Robins! by Patricia Innis


The state bird of Michigan since 1931, the American robin has been the harbinger of spring for many generations of people living in the state. The American robin is one of the few native American species to have benefited from human development. In Michigan, each new farm that emerged where forests once stood and each town with suburban neighborhoods, parks, gardens and orchards provided new habitat and breeding grounds for the birds. By the 1930s the American robin had become Michigan’s most widespread songbird. Part of popular culture with songs such as “Rockin’ Robin” and “When the “Red, Red Robin Comes Bob, Bob, Bobbin’ Along,” robins are often the first birds children can identify.
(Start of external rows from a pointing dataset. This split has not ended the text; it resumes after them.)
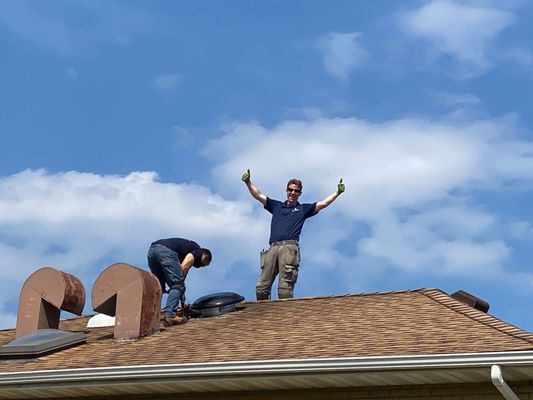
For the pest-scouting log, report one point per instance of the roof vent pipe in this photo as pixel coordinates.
(216, 304)
(471, 300)
(496, 376)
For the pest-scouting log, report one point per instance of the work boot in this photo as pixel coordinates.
(171, 321)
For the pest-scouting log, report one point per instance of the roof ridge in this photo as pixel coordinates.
(489, 320)
(340, 295)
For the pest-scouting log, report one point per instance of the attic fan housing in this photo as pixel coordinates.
(216, 304)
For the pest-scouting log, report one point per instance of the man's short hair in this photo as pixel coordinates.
(208, 255)
(295, 182)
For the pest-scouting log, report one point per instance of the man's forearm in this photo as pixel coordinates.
(255, 192)
(327, 201)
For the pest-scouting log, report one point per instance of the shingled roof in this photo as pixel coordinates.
(404, 323)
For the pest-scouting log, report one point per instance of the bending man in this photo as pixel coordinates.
(170, 261)
(288, 217)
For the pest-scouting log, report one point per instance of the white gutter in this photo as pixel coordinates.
(497, 379)
(215, 371)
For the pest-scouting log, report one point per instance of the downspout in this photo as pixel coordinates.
(496, 376)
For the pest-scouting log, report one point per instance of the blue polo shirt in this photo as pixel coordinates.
(288, 219)
(182, 247)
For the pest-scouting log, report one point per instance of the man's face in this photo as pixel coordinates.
(293, 192)
(204, 260)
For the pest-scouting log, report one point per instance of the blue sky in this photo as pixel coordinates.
(123, 122)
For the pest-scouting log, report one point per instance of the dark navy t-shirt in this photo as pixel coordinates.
(183, 247)
(288, 219)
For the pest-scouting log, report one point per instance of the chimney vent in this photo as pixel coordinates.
(132, 295)
(44, 294)
(471, 300)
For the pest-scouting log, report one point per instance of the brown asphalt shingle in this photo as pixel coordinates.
(419, 322)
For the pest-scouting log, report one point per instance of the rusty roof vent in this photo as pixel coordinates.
(131, 294)
(471, 300)
(40, 343)
(44, 294)
(216, 304)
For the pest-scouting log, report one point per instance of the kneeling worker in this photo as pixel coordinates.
(170, 260)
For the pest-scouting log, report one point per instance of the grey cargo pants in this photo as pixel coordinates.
(283, 259)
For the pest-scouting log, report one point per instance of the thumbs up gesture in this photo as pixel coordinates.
(246, 176)
(340, 187)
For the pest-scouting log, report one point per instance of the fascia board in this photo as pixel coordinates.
(214, 371)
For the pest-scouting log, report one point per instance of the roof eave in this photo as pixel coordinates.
(268, 374)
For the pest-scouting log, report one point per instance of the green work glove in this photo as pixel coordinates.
(246, 176)
(340, 187)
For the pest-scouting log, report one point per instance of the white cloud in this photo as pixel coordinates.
(167, 81)
(341, 53)
(519, 55)
(82, 222)
(465, 32)
(411, 182)
(411, 206)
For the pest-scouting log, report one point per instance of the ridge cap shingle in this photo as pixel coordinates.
(323, 297)
(489, 320)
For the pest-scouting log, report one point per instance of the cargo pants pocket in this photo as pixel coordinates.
(262, 258)
(290, 275)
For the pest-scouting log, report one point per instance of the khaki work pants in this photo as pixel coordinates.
(280, 259)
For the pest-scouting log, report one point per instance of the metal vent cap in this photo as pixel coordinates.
(215, 304)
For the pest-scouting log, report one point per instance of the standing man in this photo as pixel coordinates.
(288, 217)
(170, 261)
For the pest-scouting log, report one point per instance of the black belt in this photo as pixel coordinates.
(281, 243)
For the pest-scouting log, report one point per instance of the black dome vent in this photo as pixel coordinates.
(216, 304)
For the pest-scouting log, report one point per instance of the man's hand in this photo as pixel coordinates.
(183, 311)
(246, 176)
(340, 187)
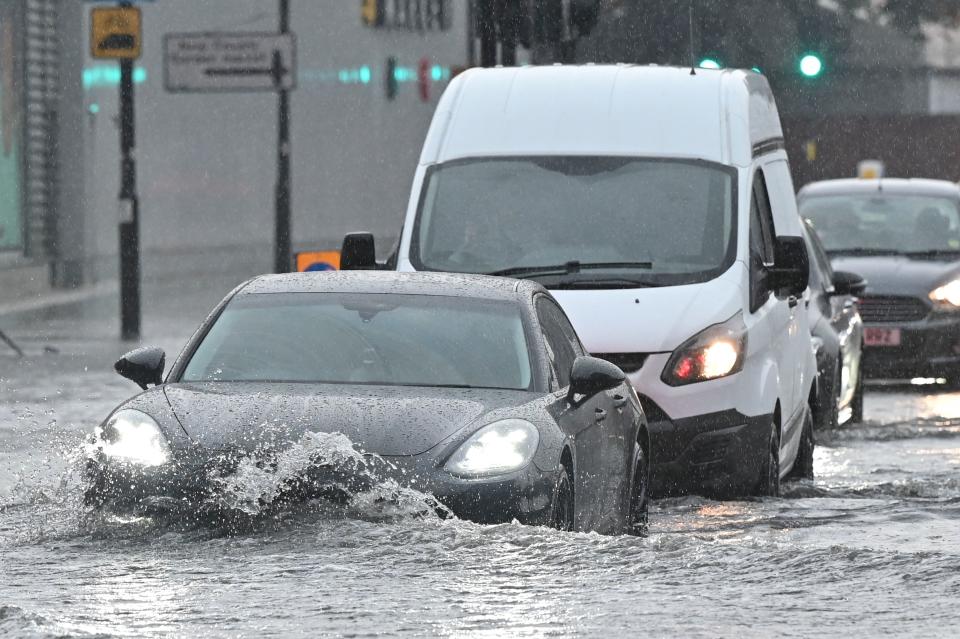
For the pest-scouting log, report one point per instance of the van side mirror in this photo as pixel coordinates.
(143, 366)
(790, 273)
(591, 375)
(846, 283)
(358, 253)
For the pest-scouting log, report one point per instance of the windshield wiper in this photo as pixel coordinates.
(569, 268)
(863, 251)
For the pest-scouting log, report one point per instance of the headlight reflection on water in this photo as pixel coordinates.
(133, 437)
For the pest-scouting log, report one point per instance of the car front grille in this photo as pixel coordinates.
(892, 309)
(628, 362)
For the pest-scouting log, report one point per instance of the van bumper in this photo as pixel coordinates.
(716, 454)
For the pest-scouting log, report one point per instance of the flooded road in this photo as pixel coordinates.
(871, 547)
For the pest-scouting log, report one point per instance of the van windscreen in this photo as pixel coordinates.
(627, 220)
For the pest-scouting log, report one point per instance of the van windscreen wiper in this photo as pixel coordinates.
(568, 268)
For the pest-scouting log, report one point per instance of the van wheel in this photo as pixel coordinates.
(562, 517)
(639, 493)
(768, 484)
(803, 465)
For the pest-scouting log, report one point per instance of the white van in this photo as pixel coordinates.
(657, 206)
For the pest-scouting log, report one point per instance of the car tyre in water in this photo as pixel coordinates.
(562, 517)
(803, 465)
(768, 484)
(639, 492)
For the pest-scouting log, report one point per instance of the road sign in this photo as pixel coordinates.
(115, 33)
(318, 261)
(239, 61)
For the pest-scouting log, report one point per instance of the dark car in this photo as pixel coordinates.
(903, 236)
(837, 332)
(474, 389)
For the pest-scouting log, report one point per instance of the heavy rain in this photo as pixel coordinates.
(479, 318)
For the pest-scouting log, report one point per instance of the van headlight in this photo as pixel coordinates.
(947, 295)
(715, 352)
(498, 448)
(133, 437)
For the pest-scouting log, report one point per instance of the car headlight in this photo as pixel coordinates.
(717, 351)
(947, 295)
(495, 449)
(133, 437)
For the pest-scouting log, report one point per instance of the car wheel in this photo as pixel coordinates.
(803, 465)
(856, 405)
(639, 493)
(563, 502)
(768, 484)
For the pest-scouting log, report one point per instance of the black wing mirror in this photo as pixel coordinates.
(791, 266)
(846, 283)
(591, 375)
(358, 253)
(143, 366)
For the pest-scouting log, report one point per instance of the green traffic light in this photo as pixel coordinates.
(811, 65)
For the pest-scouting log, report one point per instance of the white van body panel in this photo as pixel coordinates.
(727, 117)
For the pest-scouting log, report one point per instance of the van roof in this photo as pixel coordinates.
(725, 116)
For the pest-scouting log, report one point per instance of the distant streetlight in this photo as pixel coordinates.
(811, 65)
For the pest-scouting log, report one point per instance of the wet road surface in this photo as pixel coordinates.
(871, 547)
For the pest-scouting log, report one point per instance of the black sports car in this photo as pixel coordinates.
(837, 332)
(474, 389)
(903, 236)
Robins! is an environmental art installation at Michigan Legacy Art Park that draws attention to bird migration and the impact the American robin has had on our culture. The installation consists of three earth-mound sculptures featuring robins and a bird’s nest containing three eggs. Formed to scale, the robins have a 14-foot wingspan, are nine feet in length and two feet in height. The mounds capture the birds in various stages of flight as they head slightly uphill toward the nest. Each are planted with shady grass seed, creating a habitat for live robins.

About the Artist:

Patricia Innis is an environmental artist and painter who has exhibited her paintings and participated in environmental art projects throughout the Midwest. She received her Bachelor of Fine Arts Degree from Bowling Green State University and Master of Fine Arts degree from Maharishi International University. Her work is included in the public collections of Bowling Green State University, Northwestern University and the Central Iowa Airport. She has also provided illustrations in Embroidered Horizons, a poetry anthology, and in The History of the Pioneer Picnic. Ms. Innis' work reflects the spirit of times past and the study of their transformations, with projects that integrate art and nature. Currently the Director of Education at Michigan Legacy Art Park, Innis has established collaborative relationships with schools throughout northwest lower Michigan, leading workshops and weeklong residencies in schools. A committed educator and university professor, Innis works closely with students from area schools while installing her art, including “Serpent Mound,” a 120-foot long earthen sculpture installed at Michigan Legacy Art Park in 2002. For that project, Innis worked with students from three school systems to create ceramic animals to bury in the mound, with each animal carrying a wish for the world.